Conjecture. An infinitely differentiable function $f:\Bbb R \to \Bbb R$ at some $x\in \Bbb R$ has all its derivatives nonzero with identical or alternative sign if and only for any polynomial $p$ the function $f(x)-p(x)$ has at most $n+1$ roots, where $n$ is the degree of $p$.
It was show in [1] that the function $f(x)=e^x$ has the property that
Property. Every polynomial $p$ of degree $n$ intersects $f$ at no more than $n+1$ points.

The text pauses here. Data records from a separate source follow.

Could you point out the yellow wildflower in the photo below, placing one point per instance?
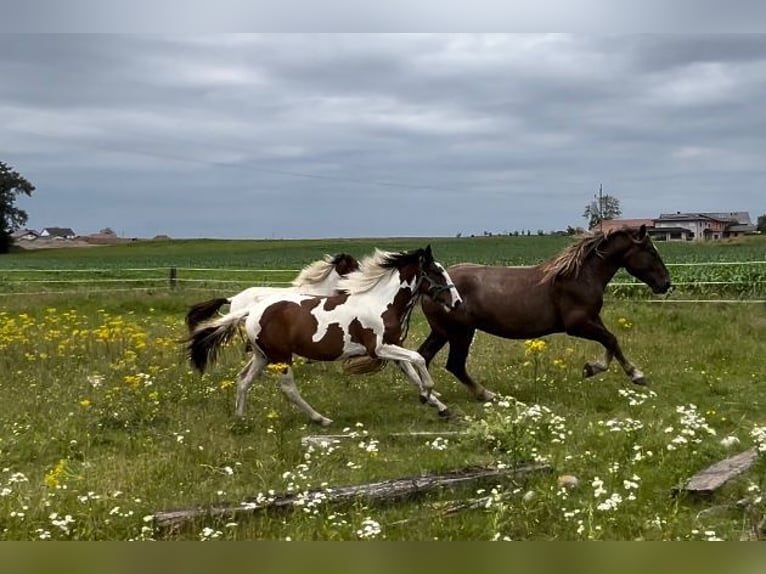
(534, 346)
(624, 323)
(56, 474)
(278, 367)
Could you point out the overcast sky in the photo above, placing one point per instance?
(293, 136)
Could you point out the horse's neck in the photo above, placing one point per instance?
(604, 266)
(392, 293)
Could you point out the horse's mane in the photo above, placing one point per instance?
(569, 261)
(373, 269)
(315, 272)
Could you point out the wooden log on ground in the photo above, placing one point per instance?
(714, 476)
(386, 490)
(328, 439)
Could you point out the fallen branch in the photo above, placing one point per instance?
(387, 490)
(706, 481)
(328, 439)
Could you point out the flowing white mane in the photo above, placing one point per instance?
(315, 272)
(370, 273)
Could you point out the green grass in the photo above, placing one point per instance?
(220, 265)
(104, 421)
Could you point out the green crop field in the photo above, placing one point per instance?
(104, 425)
(729, 269)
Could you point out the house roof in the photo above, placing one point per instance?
(23, 232)
(612, 224)
(739, 217)
(664, 230)
(59, 231)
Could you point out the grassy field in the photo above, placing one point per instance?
(103, 423)
(232, 265)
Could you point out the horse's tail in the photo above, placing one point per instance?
(205, 342)
(201, 312)
(363, 365)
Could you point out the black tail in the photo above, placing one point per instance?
(203, 311)
(204, 344)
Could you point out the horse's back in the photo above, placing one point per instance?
(511, 302)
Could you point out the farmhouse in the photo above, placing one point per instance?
(702, 226)
(611, 224)
(57, 233)
(688, 226)
(25, 234)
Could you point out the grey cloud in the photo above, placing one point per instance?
(327, 135)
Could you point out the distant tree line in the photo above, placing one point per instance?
(12, 183)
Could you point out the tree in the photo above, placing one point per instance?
(12, 184)
(609, 208)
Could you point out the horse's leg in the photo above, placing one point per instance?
(595, 330)
(252, 369)
(430, 398)
(432, 345)
(413, 365)
(459, 345)
(287, 384)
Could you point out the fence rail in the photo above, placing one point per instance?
(188, 278)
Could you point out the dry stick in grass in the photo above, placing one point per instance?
(386, 490)
(328, 439)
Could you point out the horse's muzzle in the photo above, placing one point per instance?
(663, 288)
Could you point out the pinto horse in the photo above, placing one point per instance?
(564, 294)
(318, 278)
(367, 319)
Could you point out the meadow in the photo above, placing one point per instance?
(104, 424)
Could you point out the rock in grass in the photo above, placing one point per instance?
(568, 481)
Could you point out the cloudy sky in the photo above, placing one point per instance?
(288, 136)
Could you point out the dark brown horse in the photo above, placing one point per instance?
(562, 295)
(367, 319)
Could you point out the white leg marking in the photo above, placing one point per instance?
(397, 353)
(247, 375)
(432, 397)
(287, 384)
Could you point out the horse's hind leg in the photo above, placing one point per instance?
(459, 345)
(595, 330)
(430, 398)
(287, 384)
(252, 369)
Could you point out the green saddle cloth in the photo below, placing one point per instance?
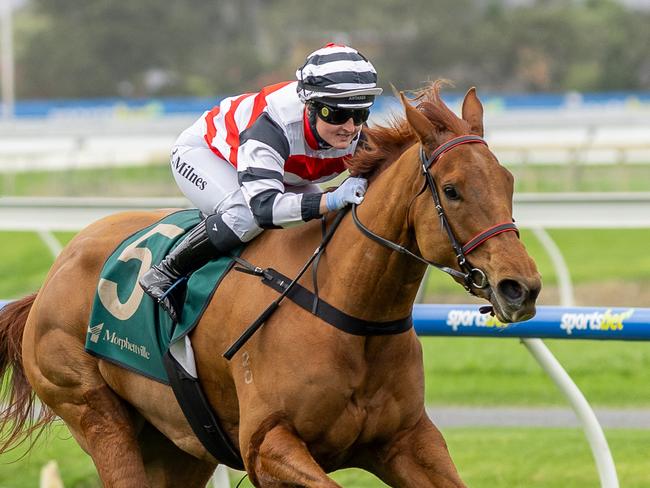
(127, 327)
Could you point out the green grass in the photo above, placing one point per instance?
(486, 458)
(486, 371)
(25, 262)
(143, 181)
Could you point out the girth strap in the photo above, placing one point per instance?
(347, 323)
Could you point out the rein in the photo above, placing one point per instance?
(472, 277)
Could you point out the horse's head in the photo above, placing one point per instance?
(475, 200)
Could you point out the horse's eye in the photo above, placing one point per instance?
(451, 193)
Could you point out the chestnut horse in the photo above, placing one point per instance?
(301, 398)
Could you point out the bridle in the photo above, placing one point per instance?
(472, 277)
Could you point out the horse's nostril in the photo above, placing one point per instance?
(512, 290)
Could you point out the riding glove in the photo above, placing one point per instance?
(351, 190)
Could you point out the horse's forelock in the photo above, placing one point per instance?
(381, 146)
(384, 144)
(432, 106)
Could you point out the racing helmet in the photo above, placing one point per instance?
(338, 76)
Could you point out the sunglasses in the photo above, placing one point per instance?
(339, 116)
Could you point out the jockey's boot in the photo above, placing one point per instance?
(194, 251)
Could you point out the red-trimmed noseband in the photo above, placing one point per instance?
(479, 239)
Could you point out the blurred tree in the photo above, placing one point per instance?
(67, 48)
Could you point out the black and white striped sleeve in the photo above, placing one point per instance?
(263, 150)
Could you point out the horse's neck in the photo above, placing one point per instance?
(363, 278)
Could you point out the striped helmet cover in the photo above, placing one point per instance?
(338, 75)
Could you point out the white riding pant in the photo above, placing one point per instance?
(211, 184)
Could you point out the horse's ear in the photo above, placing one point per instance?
(473, 112)
(422, 126)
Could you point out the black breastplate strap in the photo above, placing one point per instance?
(305, 299)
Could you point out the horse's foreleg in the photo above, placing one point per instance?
(167, 465)
(419, 458)
(278, 457)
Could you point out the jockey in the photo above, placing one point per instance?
(251, 163)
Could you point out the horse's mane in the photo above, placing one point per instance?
(383, 144)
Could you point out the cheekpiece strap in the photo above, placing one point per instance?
(452, 143)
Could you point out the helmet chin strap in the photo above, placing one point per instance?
(311, 120)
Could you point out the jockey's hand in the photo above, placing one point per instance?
(351, 190)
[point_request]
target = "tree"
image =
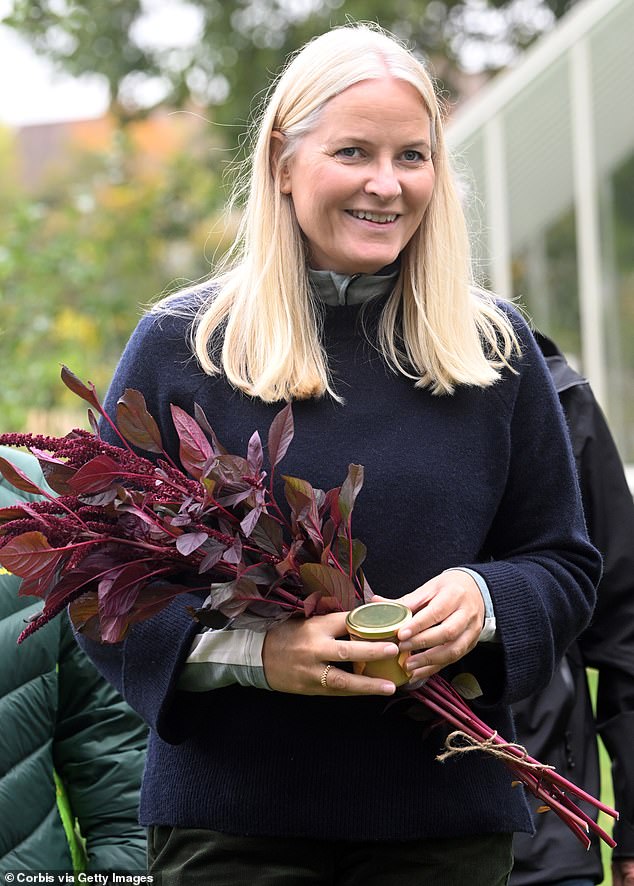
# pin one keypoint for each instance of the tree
(230, 48)
(107, 235)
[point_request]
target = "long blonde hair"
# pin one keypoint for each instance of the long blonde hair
(259, 326)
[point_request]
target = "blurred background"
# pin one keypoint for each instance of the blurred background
(120, 123)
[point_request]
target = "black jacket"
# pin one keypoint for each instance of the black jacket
(557, 725)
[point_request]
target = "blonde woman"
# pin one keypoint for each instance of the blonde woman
(348, 292)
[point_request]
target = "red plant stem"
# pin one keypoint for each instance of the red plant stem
(445, 690)
(548, 786)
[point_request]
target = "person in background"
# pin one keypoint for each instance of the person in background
(349, 293)
(67, 736)
(557, 725)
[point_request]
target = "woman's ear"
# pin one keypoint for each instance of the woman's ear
(278, 142)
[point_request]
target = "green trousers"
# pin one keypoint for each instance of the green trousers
(198, 857)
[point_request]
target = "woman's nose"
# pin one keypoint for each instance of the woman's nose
(383, 181)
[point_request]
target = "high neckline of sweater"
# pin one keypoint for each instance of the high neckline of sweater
(335, 289)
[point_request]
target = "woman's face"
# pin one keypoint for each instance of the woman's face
(362, 179)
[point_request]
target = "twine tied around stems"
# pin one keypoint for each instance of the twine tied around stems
(491, 745)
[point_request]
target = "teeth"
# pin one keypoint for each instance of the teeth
(382, 218)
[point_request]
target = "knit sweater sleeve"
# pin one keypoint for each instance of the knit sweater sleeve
(540, 568)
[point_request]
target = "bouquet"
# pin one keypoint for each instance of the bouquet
(124, 534)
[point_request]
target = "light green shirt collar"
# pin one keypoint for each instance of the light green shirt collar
(352, 289)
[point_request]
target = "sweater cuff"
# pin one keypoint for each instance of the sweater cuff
(223, 658)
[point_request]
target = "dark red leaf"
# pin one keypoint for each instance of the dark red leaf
(30, 556)
(301, 498)
(247, 525)
(255, 455)
(329, 583)
(189, 542)
(280, 435)
(213, 551)
(135, 422)
(97, 475)
(201, 418)
(195, 449)
(56, 472)
(77, 386)
(267, 535)
(350, 489)
(118, 590)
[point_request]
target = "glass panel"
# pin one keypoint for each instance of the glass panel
(617, 234)
(470, 169)
(611, 55)
(545, 278)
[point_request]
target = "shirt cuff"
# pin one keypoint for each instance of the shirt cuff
(488, 634)
(223, 658)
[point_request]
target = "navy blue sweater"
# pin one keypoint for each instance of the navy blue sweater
(483, 478)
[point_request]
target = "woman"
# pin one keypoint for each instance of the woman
(348, 291)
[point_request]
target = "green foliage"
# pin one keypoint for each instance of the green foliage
(239, 44)
(81, 258)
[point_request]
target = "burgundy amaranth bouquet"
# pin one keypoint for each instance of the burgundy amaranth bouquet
(124, 535)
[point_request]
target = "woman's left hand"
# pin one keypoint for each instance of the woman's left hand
(448, 619)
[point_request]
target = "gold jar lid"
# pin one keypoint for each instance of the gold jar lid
(377, 621)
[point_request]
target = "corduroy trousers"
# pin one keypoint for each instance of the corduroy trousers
(198, 857)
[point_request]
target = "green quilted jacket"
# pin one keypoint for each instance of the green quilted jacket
(58, 715)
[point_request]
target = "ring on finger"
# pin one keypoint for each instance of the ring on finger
(324, 676)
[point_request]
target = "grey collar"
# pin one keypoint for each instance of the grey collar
(355, 289)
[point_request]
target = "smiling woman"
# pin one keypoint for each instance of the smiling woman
(362, 179)
(348, 290)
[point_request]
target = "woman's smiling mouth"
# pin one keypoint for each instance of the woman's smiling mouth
(381, 218)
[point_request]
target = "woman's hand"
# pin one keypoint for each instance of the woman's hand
(448, 618)
(297, 652)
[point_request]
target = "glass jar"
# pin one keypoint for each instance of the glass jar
(380, 621)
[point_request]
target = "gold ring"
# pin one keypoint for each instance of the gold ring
(324, 676)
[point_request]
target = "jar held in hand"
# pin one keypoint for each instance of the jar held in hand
(380, 621)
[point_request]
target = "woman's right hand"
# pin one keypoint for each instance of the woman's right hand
(297, 652)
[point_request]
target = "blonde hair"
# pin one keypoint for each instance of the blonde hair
(260, 327)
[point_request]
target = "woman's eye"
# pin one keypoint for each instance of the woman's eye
(412, 156)
(348, 153)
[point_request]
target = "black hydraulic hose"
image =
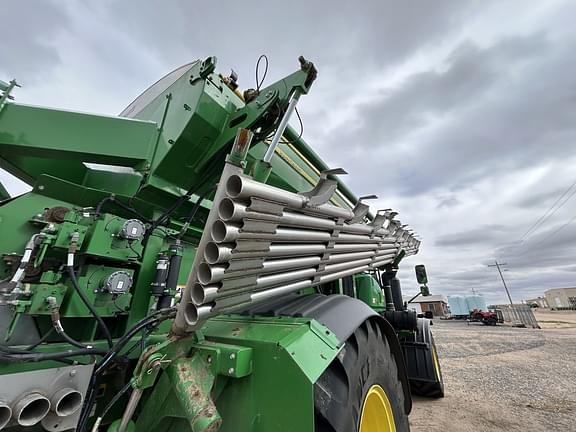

What is more, every infinitely differentiable function $f:\Bbb R \to \Bbb R$ satisfying
Condition. All the derivatives of $f$ are nonzero with identical or alternative sign.
has the Property, as can be seen by any applying the result in [2] to the function $g(x)\equiv f(x)-p(x)$, $g(x)\equiv -f(x)-p(x)$, $g(x)\equiv f(-x)-p(x)$, or $g(x)\equiv -f(-x)-p(x)$.
Is the Condition necessary for the Property?
I can give you a handwaivy argument why this should be a necessary condition at least for analytic functions $f$. Also w.l.o.g. $f(0) = 0$.
Lets first look at a simple case: assume $f'(x_0) = 0$ (again w.l.o.g. $x_0 = 0$) and $f'(x) > 0 ~\forall x\neq 0$ (otherwise it's even simpler). You now have to note, that $f^{(n)}(0) = 0$ too for all $n>1$ and thus at $x=0$ we have a saddlepoint meaning that locally $f$ looks like a $3$rd-degree polynomial. Indeed it looks like $ax^3$ locally, and you can thus easily construct a linear function $mx$ that interscts $f$ $3$ times. (Note: if we had not assumed $f'(x) > 0 ~\forall x\neq 0$ then we could also have an extrem point, but, as long as the condition is only broken locally, extrem points have to come in pairs, so that makes it even simpler.)
This generalizes the following way. If $n$ is the smallest natural number s.t. $f^{(n)}(x_0) = 0$ (w.l.o.g. $x_0 = 0$) and $f^{n}(x) > 0 ~\forall x\neq 0$ then around $x= 0$ $f$ looks like $p$ with \begin{align*} p(x) = ax^{n+2}+\sum_{k=0}^n a_kx^k \end{align*} You should now be able to find a polynomial of degree $n$ that intesects $f$ $(n+2)$ times.